2020-07-31T20:00:18,670 INFO [TaskQueue-Manager] org.apache.druid.indexing.overlord.TaskQueue - Interrupted, exiting!
2020-07-31T20:00:18,670 INFO [Thread-53] org.apache.druid.java.util.common.lifecycle.Lifecycle - Stopping lifecycle [task-master] stage [INIT]
2020-07-31T20:00:18,689 INFO [Thread-53] org.apache.druid.metadata.storage.derby.DerbyConnector - Stopping DerbyConnector…

2020-07-31T20:00:18,796 INFO [Curator-Framework-0] org.apache.curator.framework.imps.CuratorFrameworkImpl - backgroundOperationsLoop exiting
2020-07-31T20:00:18,797 INFO [Thread-53] org.apache.zookeeper.ZooKeeper - Session: 0x10000047bfd0002 closed
2020-07-31T20:00:18,797 INFO [Thread-53] org.apache.druid.java.util.common.lifecycle.Lifecycle - Stopping lifecycle [module] stage [INIT]

So I noticed one thing that when I spin up the cluster on my local with same config, everything runs fine but on ec2 instances it does not. I have open up the following ports for communication as well in addition to default security policy.

2888, 3888, 2181, 3306, 8200, 8888 and from 8080 to 8100.

The cluster stays up for 4-5 hours and suddenly goes down. There is something that prompts it to go down and shuts down services.

The above logs are for coordinator-overlord .

Feels like you have an error in your Zookeeper config.

If your session gets closed by ZK, I’d wager you do not have corrum on the ZK side

Hi Marc,

Thanks for your reply. It doesn’t seem like a zookeeper issue. I spun up a single node cluster on ec2 instance and it didn’t work while I spun a single node cluster on my machine and it seemed to work fine. Same zookeeper configurations were used.

Ec2 doesn’t seem to like something about the druid service and kills it. So, I decided to spin up the services using docker containers on ec2 instances. So far the services seem to be running fine. Not sure, what is wrong with running services natively on ec2 instances.

How do you spin up your Druid locally? Docker, native Java?

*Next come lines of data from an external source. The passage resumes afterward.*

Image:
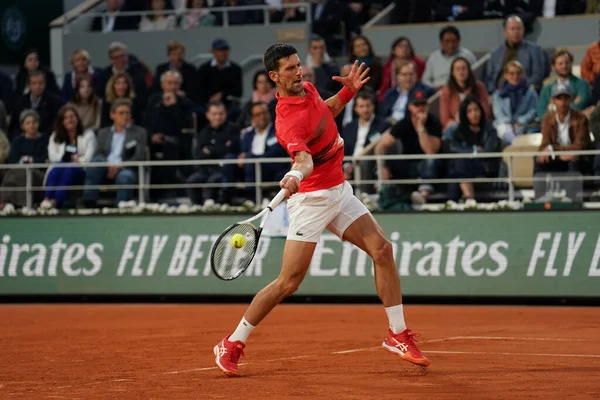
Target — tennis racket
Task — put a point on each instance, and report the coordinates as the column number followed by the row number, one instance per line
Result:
column 229, row 262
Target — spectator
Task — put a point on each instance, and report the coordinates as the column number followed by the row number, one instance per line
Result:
column 31, row 64
column 70, row 142
column 590, row 64
column 44, row 102
column 395, row 102
column 562, row 63
column 220, row 80
column 120, row 62
column 82, row 68
column 459, row 10
column 120, row 86
column 87, row 105
column 289, row 14
column 565, row 129
column 160, row 20
column 529, row 54
column 218, row 140
column 176, row 56
column 197, row 15
column 550, row 9
column 258, row 141
column 362, row 51
column 420, row 133
column 30, row 147
column 360, row 133
column 473, row 135
column 462, row 83
column 514, row 103
column 402, row 50
column 112, row 21
column 264, row 92
column 437, row 69
column 324, row 70
column 168, row 113
column 122, row 142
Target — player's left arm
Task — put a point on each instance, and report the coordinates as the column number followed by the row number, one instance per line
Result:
column 355, row 80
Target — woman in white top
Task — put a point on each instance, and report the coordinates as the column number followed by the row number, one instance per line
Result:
column 69, row 143
column 158, row 21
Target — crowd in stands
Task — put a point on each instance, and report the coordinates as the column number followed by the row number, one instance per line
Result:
column 124, row 112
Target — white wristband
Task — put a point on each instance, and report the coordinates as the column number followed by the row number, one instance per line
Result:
column 296, row 174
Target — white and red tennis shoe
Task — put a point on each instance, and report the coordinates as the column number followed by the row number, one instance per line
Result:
column 403, row 344
column 227, row 355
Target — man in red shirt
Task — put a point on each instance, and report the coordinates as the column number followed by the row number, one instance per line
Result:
column 319, row 199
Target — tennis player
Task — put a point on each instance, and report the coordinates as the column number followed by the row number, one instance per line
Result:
column 320, row 198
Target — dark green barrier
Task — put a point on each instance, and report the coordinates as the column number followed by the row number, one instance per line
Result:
column 480, row 254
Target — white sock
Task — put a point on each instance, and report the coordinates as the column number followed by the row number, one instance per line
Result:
column 242, row 331
column 396, row 318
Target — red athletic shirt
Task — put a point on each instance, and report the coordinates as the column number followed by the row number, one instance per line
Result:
column 306, row 124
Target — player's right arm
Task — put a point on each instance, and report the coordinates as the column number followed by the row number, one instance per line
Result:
column 301, row 169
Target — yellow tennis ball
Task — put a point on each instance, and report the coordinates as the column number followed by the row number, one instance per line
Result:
column 238, row 241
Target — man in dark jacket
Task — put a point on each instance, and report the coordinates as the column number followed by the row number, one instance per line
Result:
column 217, row 141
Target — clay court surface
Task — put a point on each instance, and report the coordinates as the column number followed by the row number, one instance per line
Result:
column 299, row 352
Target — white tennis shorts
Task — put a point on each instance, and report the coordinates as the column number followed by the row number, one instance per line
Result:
column 333, row 209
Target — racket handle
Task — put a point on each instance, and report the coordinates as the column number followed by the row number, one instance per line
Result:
column 277, row 199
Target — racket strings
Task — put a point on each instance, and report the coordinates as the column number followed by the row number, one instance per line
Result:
column 228, row 261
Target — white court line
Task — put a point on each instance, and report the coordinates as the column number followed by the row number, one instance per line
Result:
column 512, row 354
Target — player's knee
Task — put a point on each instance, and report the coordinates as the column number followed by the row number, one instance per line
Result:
column 382, row 253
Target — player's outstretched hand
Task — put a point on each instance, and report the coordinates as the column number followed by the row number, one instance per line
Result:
column 291, row 184
column 357, row 77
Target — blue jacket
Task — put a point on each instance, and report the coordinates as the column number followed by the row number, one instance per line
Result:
column 272, row 148
column 529, row 54
column 392, row 94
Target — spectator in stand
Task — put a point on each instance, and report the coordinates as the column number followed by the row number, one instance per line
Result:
column 590, row 64
column 258, row 141
column 120, row 62
column 176, row 56
column 395, row 101
column 238, row 17
column 462, row 83
column 550, row 9
column 562, row 64
column 197, row 15
column 217, row 141
column 420, row 133
column 29, row 147
column 31, row 63
column 121, row 142
column 515, row 103
column 402, row 50
column 362, row 51
column 168, row 113
column 459, row 10
column 82, row 68
column 38, row 98
column 437, row 70
column 565, row 129
column 473, row 135
column 120, row 86
column 530, row 56
column 220, row 79
column 324, row 70
column 289, row 14
column 264, row 92
column 112, row 21
column 360, row 133
column 69, row 143
column 160, row 21
column 87, row 105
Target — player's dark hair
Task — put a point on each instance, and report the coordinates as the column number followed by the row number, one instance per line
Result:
column 276, row 53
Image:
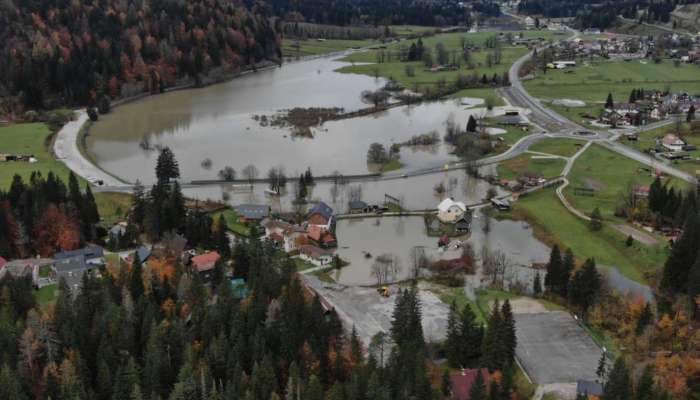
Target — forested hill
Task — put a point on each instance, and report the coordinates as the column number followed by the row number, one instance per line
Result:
column 61, row 52
column 379, row 12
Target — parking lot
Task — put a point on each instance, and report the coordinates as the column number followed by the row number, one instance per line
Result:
column 553, row 348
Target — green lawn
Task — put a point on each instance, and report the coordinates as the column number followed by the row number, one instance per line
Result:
column 310, row 47
column 558, row 146
column 423, row 77
column 525, row 163
column 553, row 224
column 233, row 222
column 35, row 139
column 592, row 83
column 608, row 174
column 47, row 294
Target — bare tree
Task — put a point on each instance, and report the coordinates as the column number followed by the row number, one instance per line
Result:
column 419, row 260
column 250, row 172
column 494, row 265
column 385, row 269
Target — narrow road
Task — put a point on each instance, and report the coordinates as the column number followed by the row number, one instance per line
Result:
column 66, row 149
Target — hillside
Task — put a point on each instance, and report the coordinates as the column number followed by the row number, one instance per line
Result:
column 55, row 52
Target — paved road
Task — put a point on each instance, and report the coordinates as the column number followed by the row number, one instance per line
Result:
column 66, row 149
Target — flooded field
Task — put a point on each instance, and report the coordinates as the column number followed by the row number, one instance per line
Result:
column 217, row 123
column 397, row 236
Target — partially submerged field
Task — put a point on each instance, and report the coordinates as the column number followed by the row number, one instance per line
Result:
column 591, row 81
column 35, row 139
column 422, row 76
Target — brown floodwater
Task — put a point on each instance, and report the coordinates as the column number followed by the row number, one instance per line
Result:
column 216, row 123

What OS do you use on your EC2 instance?

Without complete log of everything I can speculate on a couple of things :

  • Do you use local storage on Amazon or you use s3 as log and or deep storage?
  • Java-jdk vs openjdk?

I had a 1-2 hour crash when I was unable to post to segments when using kafka. It wasn’t silent, but since I was trying to push the logs to an improper s3 config, I lost all traces and so all service trying to log the bubbling exception crashed and the whole cluster was in a sorry state.

Yes Native Java.

OS on EC2 instance is “centos rhel fedora” and Java version - openjdk version “1.8.0_252”

while I have MAC OSX with Java version - openjdk version “1.8.0_242”

InitiallyI tried with S3 deep storage and S3 index logs. Since the cluster was going down again and again, I tried to set up a simple cluster with default configurations that comes with druid. I just ran bin/start-cluster-single-server-medium. Ran with the same type of configurations on both local and Ec2. Ec2 doesn’t seem to like something about druid, it was going down again and again even with default configurations and I could not figure out a way to debug this . Logs don’t tell me the entire story.

Also, I am not ingesting anything in real time as of now, I loaded everything from S3 using console and loaded a very small amount of data, around 100Mbs.

Now I am using docker containers and have configured S3 for deep storage as well as indexed logs. Somehow running on docker container works.

I do want to debug what is wrong with Ec2, because this is something very strange and I am sure there must be some explanation for it.